La marquise regretta aussitôt d’avoir laissé échapper cette maladroite parole, qui, du reste, expliquait toute sa conduite et le soin avec lequel elle retenait les confidences toujours prêtes à jaillir des lèvres de Lydie. En entendant cette phrase malheureuse, la jeune fille poussa un cri:
– Ah! vous voyez bien qu’il ne m’aime pas!
Et elle se leva:
– Je vais tout lui dire, annonça-t-elle.
Au ton de la phrase, Cécily comprit qu’il n’y avait plus à lutter.
– Allez donc! fit la marquise, et rendez-le plus malheureux encore! Lydie eut un gémissement, mais ne se retourna même pas. Elle s’en fut dans sa chambre et en descendit avec un coffret. Elle ne frappa point à la porte du cabinet du Subdamoun. Elle l’ouvrit.

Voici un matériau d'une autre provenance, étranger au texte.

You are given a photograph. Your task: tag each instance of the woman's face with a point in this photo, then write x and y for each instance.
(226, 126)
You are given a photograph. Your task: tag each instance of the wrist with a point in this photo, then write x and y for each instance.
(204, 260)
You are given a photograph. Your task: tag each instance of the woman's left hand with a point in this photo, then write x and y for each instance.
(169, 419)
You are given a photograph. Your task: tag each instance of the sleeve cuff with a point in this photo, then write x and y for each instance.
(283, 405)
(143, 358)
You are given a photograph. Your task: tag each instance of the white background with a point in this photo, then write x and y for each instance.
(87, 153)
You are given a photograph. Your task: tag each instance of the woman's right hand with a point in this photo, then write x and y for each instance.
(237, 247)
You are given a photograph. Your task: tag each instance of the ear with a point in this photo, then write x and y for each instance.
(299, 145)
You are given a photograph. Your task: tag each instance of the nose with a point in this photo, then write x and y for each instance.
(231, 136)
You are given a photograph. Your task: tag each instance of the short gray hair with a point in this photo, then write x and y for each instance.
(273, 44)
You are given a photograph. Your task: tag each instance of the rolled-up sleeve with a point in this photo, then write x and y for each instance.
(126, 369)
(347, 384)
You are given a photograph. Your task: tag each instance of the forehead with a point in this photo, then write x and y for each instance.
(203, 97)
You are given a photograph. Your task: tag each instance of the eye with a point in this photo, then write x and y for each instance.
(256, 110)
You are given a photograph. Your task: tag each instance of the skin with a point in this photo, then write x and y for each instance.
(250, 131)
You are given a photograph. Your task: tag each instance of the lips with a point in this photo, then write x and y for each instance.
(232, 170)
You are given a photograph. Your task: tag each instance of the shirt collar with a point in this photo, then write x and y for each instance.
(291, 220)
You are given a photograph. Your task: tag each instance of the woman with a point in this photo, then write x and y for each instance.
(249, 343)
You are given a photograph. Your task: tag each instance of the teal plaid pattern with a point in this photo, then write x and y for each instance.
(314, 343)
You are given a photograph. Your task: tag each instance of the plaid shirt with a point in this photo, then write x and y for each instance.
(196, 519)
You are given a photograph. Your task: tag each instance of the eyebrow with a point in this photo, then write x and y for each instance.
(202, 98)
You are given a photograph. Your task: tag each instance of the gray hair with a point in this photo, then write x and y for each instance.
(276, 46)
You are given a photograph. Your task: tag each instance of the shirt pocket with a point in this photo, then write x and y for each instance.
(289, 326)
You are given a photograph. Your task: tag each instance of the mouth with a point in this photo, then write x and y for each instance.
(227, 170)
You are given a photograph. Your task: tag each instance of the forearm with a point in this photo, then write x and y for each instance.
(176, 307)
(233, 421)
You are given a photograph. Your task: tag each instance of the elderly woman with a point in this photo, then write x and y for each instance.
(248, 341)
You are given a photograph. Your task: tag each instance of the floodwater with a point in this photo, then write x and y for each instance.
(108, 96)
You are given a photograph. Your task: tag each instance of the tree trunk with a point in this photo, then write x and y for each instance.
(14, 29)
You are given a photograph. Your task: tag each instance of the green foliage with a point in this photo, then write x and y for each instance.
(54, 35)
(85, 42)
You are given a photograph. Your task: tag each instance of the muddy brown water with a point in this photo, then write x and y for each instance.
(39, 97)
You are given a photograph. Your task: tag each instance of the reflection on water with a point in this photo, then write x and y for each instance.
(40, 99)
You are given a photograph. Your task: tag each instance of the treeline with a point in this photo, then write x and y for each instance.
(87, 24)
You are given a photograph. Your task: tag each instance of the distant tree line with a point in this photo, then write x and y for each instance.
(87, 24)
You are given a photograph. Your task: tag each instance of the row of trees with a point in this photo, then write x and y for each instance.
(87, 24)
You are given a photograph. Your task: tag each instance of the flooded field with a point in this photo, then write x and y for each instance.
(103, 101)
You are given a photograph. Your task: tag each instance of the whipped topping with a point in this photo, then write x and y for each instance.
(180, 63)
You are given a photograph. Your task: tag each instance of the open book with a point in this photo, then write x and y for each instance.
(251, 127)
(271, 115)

Il était à son bureau, la tête enfouie dans ses mains. Il ne l’entendait pas. Elle fit le tour du bureau, se plaça en face de lui, déposa le coffret sur la table, se mit à genoux et attendit.
Il leva la tête et vit cette figure d’ange agenouillé qui pleurait.
– Lydie! Que faites-vous ici? lui demanda-t-il d’une voix très douce…
– Je vous apporte, lui répondit-elle dans un sanglot, la chevelure de votre amie…
Et elle ouvrit le coffret.
L’or radieux, l’or vivant des cheveux de la morte jeta son reflet. Il se leva en chancelant. Il balbutiait:
– Qu’est-ce que vous dites? Qu’est-ce que vous dites? Et elle répéta, mourante:
– Je vous dis que je vous apporte les cheveux de Mlle Liskinne!
Il arriva assez à temps pour soutenir la jeune fille et, si faible qu’il fût lui-même, il l’empêcha de glisser, tout au long, sur le tapis. Et, quand il l’eut à demi morte sur son bras:
– Lydie! fit-il, comme vous êtes bonne! Je vous adore d’avoir fait cela! Soyez-en persuadée, ma Lydie…
Et il déposa sur le front de la jeune fille un baiser qui la ranima. Cependant, il ne cessait de regarder d’un œil égaré ces cheveux, et il n’osait y toucher.